In this case, the context should be make "Politico" very probable, and "polio" very unlikely — and the clear /k/ in the audio should do the same. Why none of that worked in this case is mysterious — maybe the system is tuned to bring in recent news?
Rodger C said,
January 16, 2025 @ 12:32 pm
maybe the system is tuned to bring in recent news?
Like the news captioning I once saw turn "Texas" into "the accident"?
Robert Irelan said,
January 16, 2025 @ 6:14 pm
@Mark Liberman You shouldn't rely on YouTube automatic transcriptions to be anything near the state-of-the-art in speech-to-text. They are optimized to be run for every single video uploaded to YouTube at a low enough cost that YouTube doesn't need to (directly) charge people to upload or watch videos.
More specialized speech-to-text systems generate much better transcriptions. For example, OpenAI's Whisper model (https://openai.com/index/whisper/), which is already several years old, is at basically human performance for anything that's not extremely unusual – it handles accents, slurred or corrupted speech, and the like very well. You can run it completely for free on any YouTube video using this page: https://colab.research.google.com/github/ArthurFDLR/whisper-youtube/blob/main/whisper_youtube.ipynb. Or, ChatGPT's voice-to-text mode can be used if you play the video on your computer and listen to it with your phone.

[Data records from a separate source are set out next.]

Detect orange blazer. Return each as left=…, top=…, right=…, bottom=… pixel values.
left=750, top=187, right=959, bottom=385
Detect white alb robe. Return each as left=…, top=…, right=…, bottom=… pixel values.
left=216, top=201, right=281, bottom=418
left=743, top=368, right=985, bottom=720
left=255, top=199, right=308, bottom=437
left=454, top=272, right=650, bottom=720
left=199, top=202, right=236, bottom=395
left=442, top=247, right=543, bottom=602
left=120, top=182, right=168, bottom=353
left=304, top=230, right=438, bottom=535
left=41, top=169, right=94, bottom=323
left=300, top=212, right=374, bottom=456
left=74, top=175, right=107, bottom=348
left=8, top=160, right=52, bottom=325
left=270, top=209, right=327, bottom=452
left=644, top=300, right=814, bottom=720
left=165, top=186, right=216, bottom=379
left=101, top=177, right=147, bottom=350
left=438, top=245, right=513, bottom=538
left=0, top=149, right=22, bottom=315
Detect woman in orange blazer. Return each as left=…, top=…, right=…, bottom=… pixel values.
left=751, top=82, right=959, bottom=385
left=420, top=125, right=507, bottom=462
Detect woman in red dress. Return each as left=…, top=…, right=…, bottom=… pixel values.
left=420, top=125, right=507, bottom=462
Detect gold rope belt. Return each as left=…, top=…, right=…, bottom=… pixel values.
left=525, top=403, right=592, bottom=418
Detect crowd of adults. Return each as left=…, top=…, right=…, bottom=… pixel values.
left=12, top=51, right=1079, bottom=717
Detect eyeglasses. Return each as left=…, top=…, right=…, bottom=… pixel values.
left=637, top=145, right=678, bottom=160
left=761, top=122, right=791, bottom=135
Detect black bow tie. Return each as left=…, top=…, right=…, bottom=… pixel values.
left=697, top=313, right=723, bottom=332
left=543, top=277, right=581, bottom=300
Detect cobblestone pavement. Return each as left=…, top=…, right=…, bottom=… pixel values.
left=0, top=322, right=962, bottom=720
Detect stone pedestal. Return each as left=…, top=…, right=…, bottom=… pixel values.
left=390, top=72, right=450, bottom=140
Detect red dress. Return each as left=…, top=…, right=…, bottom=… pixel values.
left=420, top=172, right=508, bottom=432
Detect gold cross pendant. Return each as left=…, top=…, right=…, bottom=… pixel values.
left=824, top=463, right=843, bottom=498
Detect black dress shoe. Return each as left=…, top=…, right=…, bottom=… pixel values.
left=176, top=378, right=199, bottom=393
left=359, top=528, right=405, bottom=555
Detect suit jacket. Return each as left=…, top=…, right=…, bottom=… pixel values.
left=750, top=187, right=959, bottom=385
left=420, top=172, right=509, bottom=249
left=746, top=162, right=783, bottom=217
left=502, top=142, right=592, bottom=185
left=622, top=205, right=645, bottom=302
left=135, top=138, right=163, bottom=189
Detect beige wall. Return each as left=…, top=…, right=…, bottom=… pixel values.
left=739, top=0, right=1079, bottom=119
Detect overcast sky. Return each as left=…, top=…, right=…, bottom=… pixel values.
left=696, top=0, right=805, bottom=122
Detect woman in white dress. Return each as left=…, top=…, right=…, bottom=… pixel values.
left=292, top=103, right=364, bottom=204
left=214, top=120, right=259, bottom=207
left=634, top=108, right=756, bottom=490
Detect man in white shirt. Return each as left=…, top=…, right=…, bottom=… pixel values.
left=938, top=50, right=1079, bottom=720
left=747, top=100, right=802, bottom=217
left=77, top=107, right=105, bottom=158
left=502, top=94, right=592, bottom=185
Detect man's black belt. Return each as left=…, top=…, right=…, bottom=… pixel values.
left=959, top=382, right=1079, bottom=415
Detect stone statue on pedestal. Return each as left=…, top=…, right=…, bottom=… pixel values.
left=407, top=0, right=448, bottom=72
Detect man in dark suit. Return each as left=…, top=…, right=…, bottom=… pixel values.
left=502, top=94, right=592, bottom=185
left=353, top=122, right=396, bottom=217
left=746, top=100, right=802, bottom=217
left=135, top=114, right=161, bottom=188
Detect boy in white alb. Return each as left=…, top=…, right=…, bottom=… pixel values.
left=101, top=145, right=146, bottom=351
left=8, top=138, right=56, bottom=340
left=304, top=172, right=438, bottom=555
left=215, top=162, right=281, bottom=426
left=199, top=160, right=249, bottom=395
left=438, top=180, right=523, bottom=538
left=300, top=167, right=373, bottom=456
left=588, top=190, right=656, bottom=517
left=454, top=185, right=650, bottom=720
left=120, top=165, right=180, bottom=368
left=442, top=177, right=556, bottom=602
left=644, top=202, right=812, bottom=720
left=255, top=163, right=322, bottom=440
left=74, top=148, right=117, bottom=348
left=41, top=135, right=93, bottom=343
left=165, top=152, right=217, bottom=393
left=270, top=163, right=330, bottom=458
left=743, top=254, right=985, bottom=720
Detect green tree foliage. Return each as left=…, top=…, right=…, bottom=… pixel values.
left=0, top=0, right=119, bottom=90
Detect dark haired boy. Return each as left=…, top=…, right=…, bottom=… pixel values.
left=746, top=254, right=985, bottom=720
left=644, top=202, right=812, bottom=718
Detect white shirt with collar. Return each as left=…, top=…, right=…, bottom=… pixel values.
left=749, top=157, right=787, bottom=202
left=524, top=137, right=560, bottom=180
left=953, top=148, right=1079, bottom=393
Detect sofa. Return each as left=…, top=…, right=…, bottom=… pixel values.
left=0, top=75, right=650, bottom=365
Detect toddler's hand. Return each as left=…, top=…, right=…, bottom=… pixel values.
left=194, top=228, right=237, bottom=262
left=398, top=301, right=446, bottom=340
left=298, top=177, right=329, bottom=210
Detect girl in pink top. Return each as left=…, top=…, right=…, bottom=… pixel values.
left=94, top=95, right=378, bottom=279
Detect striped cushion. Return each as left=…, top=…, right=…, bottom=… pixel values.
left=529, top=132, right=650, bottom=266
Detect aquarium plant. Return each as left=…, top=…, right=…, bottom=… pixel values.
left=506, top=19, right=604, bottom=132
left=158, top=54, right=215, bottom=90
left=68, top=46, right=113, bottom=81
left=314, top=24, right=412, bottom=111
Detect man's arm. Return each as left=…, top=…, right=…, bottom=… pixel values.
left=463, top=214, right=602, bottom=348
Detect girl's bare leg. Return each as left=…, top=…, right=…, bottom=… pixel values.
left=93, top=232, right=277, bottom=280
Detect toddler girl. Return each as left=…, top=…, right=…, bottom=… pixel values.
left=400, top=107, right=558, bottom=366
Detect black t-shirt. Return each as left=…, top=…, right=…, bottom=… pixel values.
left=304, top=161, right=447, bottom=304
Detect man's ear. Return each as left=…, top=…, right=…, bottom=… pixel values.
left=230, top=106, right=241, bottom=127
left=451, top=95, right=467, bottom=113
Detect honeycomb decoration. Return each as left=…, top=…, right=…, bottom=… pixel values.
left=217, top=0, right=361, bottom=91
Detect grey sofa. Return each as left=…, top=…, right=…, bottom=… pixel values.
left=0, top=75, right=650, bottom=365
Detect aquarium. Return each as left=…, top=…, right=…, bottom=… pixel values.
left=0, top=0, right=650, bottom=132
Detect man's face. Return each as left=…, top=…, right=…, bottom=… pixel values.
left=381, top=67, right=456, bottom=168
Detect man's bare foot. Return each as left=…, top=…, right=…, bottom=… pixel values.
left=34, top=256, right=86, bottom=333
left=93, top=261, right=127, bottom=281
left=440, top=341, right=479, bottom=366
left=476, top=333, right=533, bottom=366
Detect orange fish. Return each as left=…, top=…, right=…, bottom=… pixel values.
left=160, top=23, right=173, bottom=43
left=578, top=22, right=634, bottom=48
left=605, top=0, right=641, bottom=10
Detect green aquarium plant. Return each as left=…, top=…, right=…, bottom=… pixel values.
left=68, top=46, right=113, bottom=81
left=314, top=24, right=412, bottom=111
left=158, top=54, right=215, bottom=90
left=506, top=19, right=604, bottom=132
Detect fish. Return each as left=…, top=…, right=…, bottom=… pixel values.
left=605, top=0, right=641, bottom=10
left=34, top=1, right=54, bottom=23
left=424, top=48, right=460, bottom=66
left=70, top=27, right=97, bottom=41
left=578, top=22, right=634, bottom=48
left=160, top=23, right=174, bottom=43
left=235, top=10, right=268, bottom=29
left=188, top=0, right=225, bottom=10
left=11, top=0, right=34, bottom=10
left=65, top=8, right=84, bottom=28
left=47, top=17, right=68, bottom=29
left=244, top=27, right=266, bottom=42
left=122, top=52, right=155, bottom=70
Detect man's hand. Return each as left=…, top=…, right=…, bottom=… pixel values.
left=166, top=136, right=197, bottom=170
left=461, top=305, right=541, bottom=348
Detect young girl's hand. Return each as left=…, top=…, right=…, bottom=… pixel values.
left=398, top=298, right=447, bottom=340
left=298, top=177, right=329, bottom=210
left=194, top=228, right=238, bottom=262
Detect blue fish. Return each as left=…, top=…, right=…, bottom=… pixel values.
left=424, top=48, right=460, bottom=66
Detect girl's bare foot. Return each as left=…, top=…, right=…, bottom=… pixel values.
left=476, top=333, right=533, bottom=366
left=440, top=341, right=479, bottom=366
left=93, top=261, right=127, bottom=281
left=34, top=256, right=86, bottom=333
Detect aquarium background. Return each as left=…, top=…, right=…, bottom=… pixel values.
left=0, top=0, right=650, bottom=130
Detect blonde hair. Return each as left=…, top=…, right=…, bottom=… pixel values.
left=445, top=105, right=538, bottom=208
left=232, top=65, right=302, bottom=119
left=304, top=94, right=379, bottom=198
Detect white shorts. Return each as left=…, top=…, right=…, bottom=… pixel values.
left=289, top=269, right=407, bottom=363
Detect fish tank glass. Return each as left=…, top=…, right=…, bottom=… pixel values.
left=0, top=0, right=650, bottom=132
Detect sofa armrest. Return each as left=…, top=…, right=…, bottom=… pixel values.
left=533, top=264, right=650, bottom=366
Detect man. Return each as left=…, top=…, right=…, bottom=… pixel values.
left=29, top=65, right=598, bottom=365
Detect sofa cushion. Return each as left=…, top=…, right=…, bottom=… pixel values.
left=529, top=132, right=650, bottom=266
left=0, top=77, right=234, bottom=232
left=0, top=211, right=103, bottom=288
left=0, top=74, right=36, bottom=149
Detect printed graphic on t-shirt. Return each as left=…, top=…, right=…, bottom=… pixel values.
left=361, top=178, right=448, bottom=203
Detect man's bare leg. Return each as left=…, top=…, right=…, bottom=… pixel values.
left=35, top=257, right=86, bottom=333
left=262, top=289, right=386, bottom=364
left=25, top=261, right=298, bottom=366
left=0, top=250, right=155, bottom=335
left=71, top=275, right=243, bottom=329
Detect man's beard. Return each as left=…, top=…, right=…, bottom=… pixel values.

Whisper doesn't directly separate speakers on its, but there are other systems that can separate speakers (called "speaker diarization" in the ML literature) and use Whisper to transcribe.
Robert Irelan said,
January 16, 2025 @ 6:17 pm
Whisper at the default settings of that notebook (using the "medium" size model) produces the correct transcription of Politico:
"""
[35:48.560 –> 35:52.720] Kushner. And Jared Kushner, I'm telling you, has done something to help this country that's very
[35:52.720 –> 35:56.960] significant. That is prison reform, which we need dramatically. All right, Steve, I know you got a
[35:56.960 –> 36:02.480] show to record. Thank you so much for beaming in here and sorry for the technical difficulties,
[36:02.480 –> 36:06.640] everyone. Steve, thanks so much. Dasha, thank you and thank Politico for having me.
"""
Andrew Usher said,
January 17, 2025 @ 8:48 am
Mark Liberman:
Yes, but my point was that their probability space should include "no interpretation". It would be better to print (unintelligible)</i. or ( … ) rather than a gross error, even if it theoretically shouldn't have happened.
Mark Liberman said,
January 18, 2025 @ 9:42 am
@Robert Irelan:
We've recently done a systematic comparison of human transcription and 10 different state-of-the-art speech-to-text systems, on 100 randomly-selected 5-minute passages from the PennSound archive. In that trial, Whisper's overall word error rate was 10.6%, which is good enough to be useful, but far from perfect. The results will soon be published.
As for diarization, the current state of the art is largely due to the impetus of the series of DIHARD evaluations, described in Ryant, Neville, Prachi Singh, Venkat Krishnamohan, Rajat Varma, Kenneth Church, Jun Du Cieri, Sriram Ganapathy, and Mark Liberman. "The Third DIHARD Diarization Challenge." (2021).
And in the PennSound trial, diarization error rates (for the systems that attempt diarization) range from 14.5% to 35.6%. The Google Cloud system's DER was 30.1%.